Thank you so much for the support my friend👍👍👍
You are always publishing the best videos
Thanks a lot my friend for your support haha👍👍👍
Super solution sir
Sir can you make a seperate video for advanced integral techniques and upload even more comprehensive integral sir !?
Thanking you sir!!
Sounds like an idea my friend! Thanks for your support👍👍👍
Perfect video professor
Thanks a lot my friend for your support 👍👍👍
Another great video
Thanks a lot my friend for your support 👍👍👍
if im not wrong this was asked in jee, trig substitution can be used in just about any function with square roots in them
I vaguely remember this in jee advanced, but used u-subs instead, which also worked
@@mathnerd5647 yea i just know its in jee cuz it is usually a class illustration
Haha I didnt know that👍👍👍
Dang this is a very interesting video professor🎉
Thanks for your support my friend👍👍👍
so smart and good looking
Haha thanks a lot my friend👍👍👍
❤
second method
put x = 3t , dx = 3dt new interval [0,1]
we have to integrate 3 { t^(1/2) } {(1-t)^(-1/2) }
or 3 { t^(3/2-1) } { t^(1/2-1) }
I = 3 gamma(3/2) gamma (1/2)/ gamma (2)
= 3(1/2) √π √π/ (1!)
= 3π/2
like a quarter circle?
Thats very nice my friend!
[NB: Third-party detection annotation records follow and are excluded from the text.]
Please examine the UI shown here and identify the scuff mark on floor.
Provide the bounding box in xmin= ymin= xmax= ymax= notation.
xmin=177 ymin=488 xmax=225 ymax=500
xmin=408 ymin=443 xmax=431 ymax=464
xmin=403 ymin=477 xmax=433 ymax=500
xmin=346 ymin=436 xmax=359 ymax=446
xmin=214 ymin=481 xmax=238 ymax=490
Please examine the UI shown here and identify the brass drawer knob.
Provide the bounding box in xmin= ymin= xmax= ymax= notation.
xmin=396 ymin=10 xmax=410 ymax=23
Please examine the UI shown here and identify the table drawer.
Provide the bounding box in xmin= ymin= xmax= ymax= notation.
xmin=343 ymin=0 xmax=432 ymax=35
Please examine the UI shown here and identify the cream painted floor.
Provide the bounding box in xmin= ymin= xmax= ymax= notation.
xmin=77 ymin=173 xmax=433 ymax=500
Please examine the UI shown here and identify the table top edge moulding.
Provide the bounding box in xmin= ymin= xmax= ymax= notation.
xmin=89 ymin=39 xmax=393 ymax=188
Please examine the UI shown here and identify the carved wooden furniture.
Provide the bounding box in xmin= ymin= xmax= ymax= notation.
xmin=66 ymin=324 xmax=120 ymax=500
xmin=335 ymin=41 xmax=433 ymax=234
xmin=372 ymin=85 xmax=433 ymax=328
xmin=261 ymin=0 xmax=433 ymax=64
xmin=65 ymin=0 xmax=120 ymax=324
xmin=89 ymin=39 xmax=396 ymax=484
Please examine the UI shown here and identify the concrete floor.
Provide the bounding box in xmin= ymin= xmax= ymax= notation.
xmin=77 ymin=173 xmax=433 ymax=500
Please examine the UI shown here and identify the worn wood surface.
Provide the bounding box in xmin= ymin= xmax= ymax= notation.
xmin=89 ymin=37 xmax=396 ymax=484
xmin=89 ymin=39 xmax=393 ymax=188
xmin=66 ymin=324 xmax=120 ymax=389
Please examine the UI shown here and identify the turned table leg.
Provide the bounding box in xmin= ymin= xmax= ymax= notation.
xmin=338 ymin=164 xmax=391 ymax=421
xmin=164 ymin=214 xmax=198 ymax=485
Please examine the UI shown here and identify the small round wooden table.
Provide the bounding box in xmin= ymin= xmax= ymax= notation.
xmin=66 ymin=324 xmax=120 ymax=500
Haha thanks for the comment👍👍👍
@@drpkmath12345 🙏
@@MrGLA-zs8xt yes we can evaluate it by quarter circle also
let 3 - x = t^2
d x = - 2 t dt
now integral is
2 sqrt (3 - t^2) in [0,√3]
= 2 area of quarter circle with radius √3
= 2 π(3)/4 = 3 π/2
You are making this too complicated
Just go straight to the x = 3 Sin^2 t. where t = theta. You don't need the preamble with the a and b variables.
Then factor out the √3 to get 1 - Sin squared and so the denominator becomes √3 cox t.
That is so much easier than what you are doing man.
Why? Why x is 3sin^2t? Why? You need to explain it. That's what Dr PK did. You are skipping so many steps and say your method is easier? Is that even math? DR PK method is far more superior than yours man. Stop doing it
Yours is a lot uglier and off the track. You didnt even get the answer. You did it worse than dr pk
@@MrGLA-zs8xt Really?
I did the same thing. I just skipped the √a^2-b^2 part.
You asked me to explain. Okay.
If you get "1 - Sin^2 t" you can use the trig identity to get Cos^2 t.
Since you can factor out 3, you substitute x = 3 Sin^2 t
Notice this explanation just uses a high school trig pythagorean identity rather than fitting into a pattern with variables a and b
@@ginonapoli7929 I did the same thing? You are that tarentinobg. Why are you pretenting like a different person? Also, I hate trig. So, your method is worse. So, Dr. PK's method is a lot more sophisticated. Easier for you. But worse for me. Plus, you keep saying trig identity I know. But why is it easier to use for that integral? You did not explain any rationale.